Buy-in was on Pete Aristos’s mind, too. Had been for the whole drive in to D.C. And all the way up to the top floor of the Forrestal Complex, the Energy Department’s headquarters.
He stepped off the elevator and scanned the nearly-empty hall in search of his target. Then he was striding purposefully toward the small, gray sparrow of a man standing by the entrance to the executive conference room.
“Ray,” he blurted out, even before he got to within handshake distance, “tell me you’ve got Gallagher onboard with this thing.”
Raymond Hartog, Director of the DOE Critical Resources Oversight Mandate, gave a dry chuckle. “Hello to you, too, Pete,” he said.
“Oh, yeah. Sorry, hi,” Pete said. “Well, what about it?

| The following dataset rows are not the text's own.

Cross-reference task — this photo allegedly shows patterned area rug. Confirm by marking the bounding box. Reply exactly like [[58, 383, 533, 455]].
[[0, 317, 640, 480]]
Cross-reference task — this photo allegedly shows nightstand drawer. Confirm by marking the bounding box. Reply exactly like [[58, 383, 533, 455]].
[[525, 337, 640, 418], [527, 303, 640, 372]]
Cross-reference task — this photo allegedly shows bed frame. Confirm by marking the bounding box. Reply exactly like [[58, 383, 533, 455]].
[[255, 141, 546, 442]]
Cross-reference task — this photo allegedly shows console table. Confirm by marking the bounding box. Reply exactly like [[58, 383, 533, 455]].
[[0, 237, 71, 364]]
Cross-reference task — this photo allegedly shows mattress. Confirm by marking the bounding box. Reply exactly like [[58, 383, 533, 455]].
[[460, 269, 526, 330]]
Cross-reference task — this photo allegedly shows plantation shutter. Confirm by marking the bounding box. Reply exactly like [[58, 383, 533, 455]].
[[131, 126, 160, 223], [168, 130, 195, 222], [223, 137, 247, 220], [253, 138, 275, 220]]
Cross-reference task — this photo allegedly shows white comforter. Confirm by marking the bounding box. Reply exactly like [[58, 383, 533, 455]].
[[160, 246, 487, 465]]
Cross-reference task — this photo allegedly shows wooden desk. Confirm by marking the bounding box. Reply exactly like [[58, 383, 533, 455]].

Ray tilted his grizzled head back a bit, the better to look his subordinate in the eye. Then he put on his dour Dutchman’s frown, and said, “It’s still a toss-up, Pete. I can’t make any promises.”
Shit! What can you do? Pete knew better than to voice the thought aloud, of course. But some echo of it must have crossed his face, because when he reached for the door handle, Ray laid a hand on his arm.
“Pete?” A warning note crept into the reedy voice. “When we get in there, you’re to follow my lead, understood? You talk if the Secretary asks you a direct question, or if I hand off to you. Other than that, you’re scenery. Got it?”
“Jesus, Ray, there are lives at stake here! And likely a whole lot more!”
“Your Ms. Bonaventure knew the risk she was taking. And she’d better not be wrong about the whole lot more, either. We’re going to look bad enough if we’re right!” Ray’s next words came out in a strained near-whisper. “Now, we’re going to play this my way, or not at all. I say again: have you got that?”
“Got it.” Pete had seen it before: there was something about breathing the rarified air of the higher bureaucratic altitudes that eventually killed off the little gray cells. Ray had held out as long as most, maybe longer. But if he could really seriously fret about appearances in the face of a threat to national security . . .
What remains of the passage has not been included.